Of the vasoactive drugs affecting the emergence of erection, preference is given to phosphodiesterase inhibitors of type 5 (Viagra, Cialis, Levitra) as drugs with a sufficiently high efficacy (70-80% depending on the underlying and associated diseases), not declining with prolonged use. Preservation of efficacy and safety of vasoactive drugs in case of long-term use is extremely important, because the symptomatic nature of therapy in case of organic forms of ED suggests their continuous (lifelong) use.

Viagra and generic Cialis are currently drugs that have shown their effectiveness in combination therapy with androgens. To understand the mechanism of action of PDE-5 inhibitors, as well as the role of testosterone in the development of their effect and possible ineffectiveness in reducing testosterone content, it is necessary to know the mechanism of erection.

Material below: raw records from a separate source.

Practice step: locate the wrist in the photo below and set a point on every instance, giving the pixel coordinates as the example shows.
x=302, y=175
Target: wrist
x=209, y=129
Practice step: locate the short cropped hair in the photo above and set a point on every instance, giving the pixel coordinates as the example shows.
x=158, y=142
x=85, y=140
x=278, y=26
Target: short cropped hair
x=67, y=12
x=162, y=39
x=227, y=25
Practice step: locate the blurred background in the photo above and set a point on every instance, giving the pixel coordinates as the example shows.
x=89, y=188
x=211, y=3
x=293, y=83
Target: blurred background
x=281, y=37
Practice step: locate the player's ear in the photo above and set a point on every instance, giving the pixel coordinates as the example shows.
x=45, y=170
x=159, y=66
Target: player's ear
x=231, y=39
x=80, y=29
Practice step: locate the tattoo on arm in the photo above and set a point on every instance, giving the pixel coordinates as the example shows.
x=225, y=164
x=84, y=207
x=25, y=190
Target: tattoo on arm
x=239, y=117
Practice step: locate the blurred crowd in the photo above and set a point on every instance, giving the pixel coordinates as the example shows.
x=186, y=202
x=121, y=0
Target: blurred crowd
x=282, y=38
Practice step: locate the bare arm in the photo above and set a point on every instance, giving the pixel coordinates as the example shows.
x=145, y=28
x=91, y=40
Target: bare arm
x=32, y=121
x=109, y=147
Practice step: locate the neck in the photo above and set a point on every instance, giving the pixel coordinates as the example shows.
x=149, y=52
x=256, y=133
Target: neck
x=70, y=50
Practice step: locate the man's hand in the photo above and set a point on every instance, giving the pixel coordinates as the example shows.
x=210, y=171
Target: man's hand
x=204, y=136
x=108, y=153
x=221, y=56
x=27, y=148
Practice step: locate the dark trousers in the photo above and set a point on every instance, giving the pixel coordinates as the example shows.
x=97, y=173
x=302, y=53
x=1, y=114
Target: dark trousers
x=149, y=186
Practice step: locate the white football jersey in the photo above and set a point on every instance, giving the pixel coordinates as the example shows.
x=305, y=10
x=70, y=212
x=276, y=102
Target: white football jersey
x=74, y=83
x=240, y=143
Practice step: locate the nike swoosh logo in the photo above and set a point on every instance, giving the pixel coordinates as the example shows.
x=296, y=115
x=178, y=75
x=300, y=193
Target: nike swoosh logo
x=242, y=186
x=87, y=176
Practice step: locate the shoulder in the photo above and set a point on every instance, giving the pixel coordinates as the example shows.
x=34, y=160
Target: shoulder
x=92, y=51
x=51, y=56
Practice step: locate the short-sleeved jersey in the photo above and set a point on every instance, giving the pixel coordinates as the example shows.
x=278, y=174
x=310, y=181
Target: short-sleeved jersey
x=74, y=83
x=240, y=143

Mechanism of erection origin

Erection is a vascular reaction that occurs in response to sexual stimulation. A significant role in the complex mechanism of erection is assigned to nitrogen oxide, which is excreted from nerve and endothelial cells in response to sexual stimulation. Nitrogen oxide further diffuses through the membrane of smooth muscle cells and increases the activity of guanylate cyclase, resulting in stimulation of IGMF production in penis tissue. IGMF is an intracellular messenger that affects the reduction of calcium cytosol that stimulates contractile processes. The final result of the action of nitrogen oxide is the relaxation of smooth muscles and an increase in arterial flow.

The destruction of IGMF takes place under the action of a cavernous tissue specific enzyme – type 5 phosphodiesterase. PDE-5 inhibitors show their effect by strengthening the effect of nitrogen oxide released in response to sexual stimulation.

Thus, PDE-5 inhibitors are not stimulants, but erection modulators, as they only strengthen physiological processes aimed at the emergence and maintenance of erection in response to sexual stimulation. In the absence of sexual excitement, observed with a decrease in sex hormones, the prescription of PDE-5 inhibitors is not appropriate, because there will be no “launch” of the mechanism of erection, resulting in the release of NO, increasing the content of cGMF, the concentration of which is maintained by inhibitors of PDE-5, ie, there will be no point of application for the drug action.

In conclusion

Recently, there has been an improvement in prognosis in the treatment of erectile dysfunction in most patients. This is primarily due to the introduction of modern drugs aimed not at the elimination of symptoms (symptomatic treatment), but at the treatment of causes that caused the disease (pathogenetic treatment). In the case of ED, pathogenetic treatment is aimed at eliminating endothelial dysfunction, which is the basis for any form of organic disorders of erectile function.

Such preparations, first of all, include PDE-5 inhibitors and preparations containing analogues of male testosterone hormone, which allow to normalize androgens level and provide good therapeutic base for treatment with PDE-5 inhibitors.

Long course regimen of taking PDE-5 inhibitors is a new practice in the treatment of ED, because previously these drugs were recommended for use during the close proximity of sexual contact. Therapeutic effect in this scheme of treatment is carried out by improving endothelial function, and in some cases leads to complete normalization of sexual function, and subsequent refusal to use the drugs.